Before the messengers came, it was the end of the week. Lazarus had packed their few belongings, and on Saturday Mrs Beedle was to be seen hovering at the top of the cellar steps, when Marco and The Rat left the back sitting room to go out.

‘You needn’t glare at me!’ she said to Lazarus, who stood glowering at the door which he had opened for them. ‘Young Master Loristan, I want to know if you’ve heard when your father is coming back?’

‘He will not come back,’ said Marco.

‘He won’t, won’t he? Well, how about next week’s rent?’ said Mrs Beedle. ‘Your man’s been packing up, I notice. He’s not got much to carry away, but it won’t pass through that front door until I’ve got what’s owing
me. People that can pack easy think they can get away easy, and they’ll bear watching. The week’s up today.’

Lazarus wheeled and faced her with a furious gesture. ‘Get back to your cellar, woman,’ he commanded. ‘Get back under ground and stay there. Look at what is stopping before your miserable gate.’

A carriage was stopping – a very perfect carriage of dark brown. The coachman and footman wore dark brown and gold liveries, and the footman had leaped down and opened the door with respectful alacrity. ‘They are friends of the Master’s come to pay their respects to his son,’ said Lazarus. ‘Are their eyes to be offended by the sight of you?’

‘Your money is safe,’ said Marco. ‘You had better leave us.’

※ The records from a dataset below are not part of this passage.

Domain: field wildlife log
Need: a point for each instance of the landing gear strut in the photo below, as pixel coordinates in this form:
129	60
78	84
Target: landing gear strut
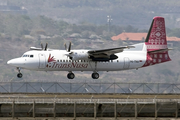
19	75
70	75
95	75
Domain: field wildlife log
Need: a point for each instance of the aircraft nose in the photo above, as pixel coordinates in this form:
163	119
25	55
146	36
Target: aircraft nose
16	62
9	62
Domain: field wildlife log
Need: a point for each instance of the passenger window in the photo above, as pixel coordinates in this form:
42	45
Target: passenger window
31	55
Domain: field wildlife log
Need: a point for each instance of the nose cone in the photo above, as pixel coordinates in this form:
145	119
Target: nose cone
17	62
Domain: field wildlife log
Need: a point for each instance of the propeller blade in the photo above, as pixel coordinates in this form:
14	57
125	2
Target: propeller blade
65	46
69	49
45	47
41	46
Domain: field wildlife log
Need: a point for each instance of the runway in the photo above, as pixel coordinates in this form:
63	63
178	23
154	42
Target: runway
88	96
89	106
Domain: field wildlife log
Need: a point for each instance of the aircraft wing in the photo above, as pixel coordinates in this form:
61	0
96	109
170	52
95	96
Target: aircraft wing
109	51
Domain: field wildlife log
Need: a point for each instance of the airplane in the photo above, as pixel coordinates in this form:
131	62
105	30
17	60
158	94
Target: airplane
153	51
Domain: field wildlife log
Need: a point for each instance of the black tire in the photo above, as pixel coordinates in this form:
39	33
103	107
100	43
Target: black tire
95	75
70	76
19	75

Mrs Beedle gave a sharp glance at the two gentlemen who had entered the broken gate. They were of an order which did not belong to Philibert Place. They looked as if the carriage and the dark brown and gold liveries were everyday affairs to them.

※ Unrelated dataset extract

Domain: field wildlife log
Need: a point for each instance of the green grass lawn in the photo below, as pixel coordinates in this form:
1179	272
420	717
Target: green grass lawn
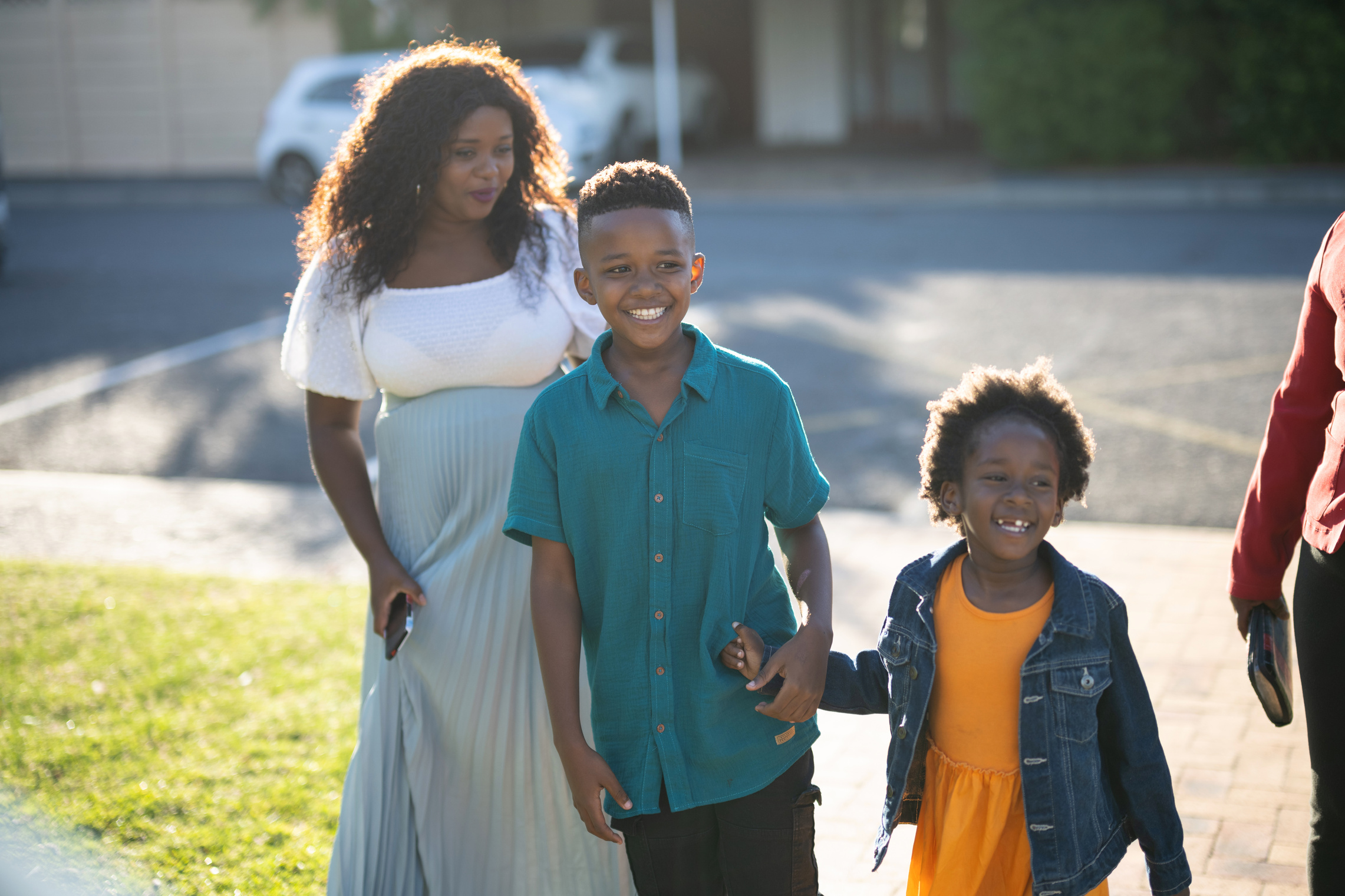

‘At all events, they’re two grown men, and not two boys without a penny,’ she said. ‘If they’re your father’s friends, they’ll tell me whether my rent’s safe or not.’

The two visitors were upon the threshold. They were both men of a certain self-contained dignity of type; and when Lazarus opened wide the door, they stepped into the shabby entrance hall as if they did not see it. They looked past its dinginess, and past Lazarus, and The Rat, and Mrs Beedle –
through
them, as it were – at Marco.

He advanced towards them at once.

‘You come from my father!’ he said, and gave his hand first to the elder man, then to the younger.

‘Yes, we come from your father. I am Baron Rastka – and this is the Count Vorversk,’ said the elder man, bowing.